Dataset for Highly sensitive gas and ethanol vapor sensors based on carbon heterostructures for room temperature detection

Dataset for article: Highly sensitive gas and ethanol vapor sensors based on carbon heterostructures for room temperature detection

ABSTRACT: Graphene oxides (GOs) and hydrogen-terminated nanocrystalline diamonds (H‑NCD) have attracted considerable attention due to their unique electronic structure and extraordinary physical and chemical properties in various applications, including gas sensing. Currently, there is a significant focus on air quality and the presence of pollutants (NH₃, NO₂ etc.), as well as volatile organic compounds (VOC) such as ethanol vapor from industry.
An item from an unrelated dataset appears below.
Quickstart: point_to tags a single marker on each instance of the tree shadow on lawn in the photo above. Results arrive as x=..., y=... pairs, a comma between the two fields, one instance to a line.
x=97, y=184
This study examines the synthesis of GO, reduced graphene oxide (rGO), thiol-functionalized graphene oxide (SH‑GO), and H‑NCD thin films and their combination in heterostructures. The materials were analyzed for their ability to detect NO₂, NH₃, and ethanol vapor at room temperature (22 °C). Among the tested materials, the SH-GO / H‑NCD heterostructure exhibited the highest sensitivity, with approximately 630 % for ethanol vapor, 41 % for NH₃ and −19 % for NO₂. The SH-GO / H‑NCD heterostructure also demonstrated reasonable response (272 seconds) and recovery (34 seconds) times. Cross-selectivity measurements revealed that the heterostructure's response to ethanol vapor at 100 ppm remained dominant and was minimally affected by the presence of NH₃ (100 ppm) or CO₂ (100 ppm). The response variations were −1.3 % for NO₂ and 2.4 % for NH₃, respectively. These findings suggest that this heterostructure has the potential to be used as an active layer in low-temperature gas sensors. Furthermore, this research proposes a primary mechanism that explains the enhanced sensor response of the heterostructure compared to bare GOs and H‑NCD layers.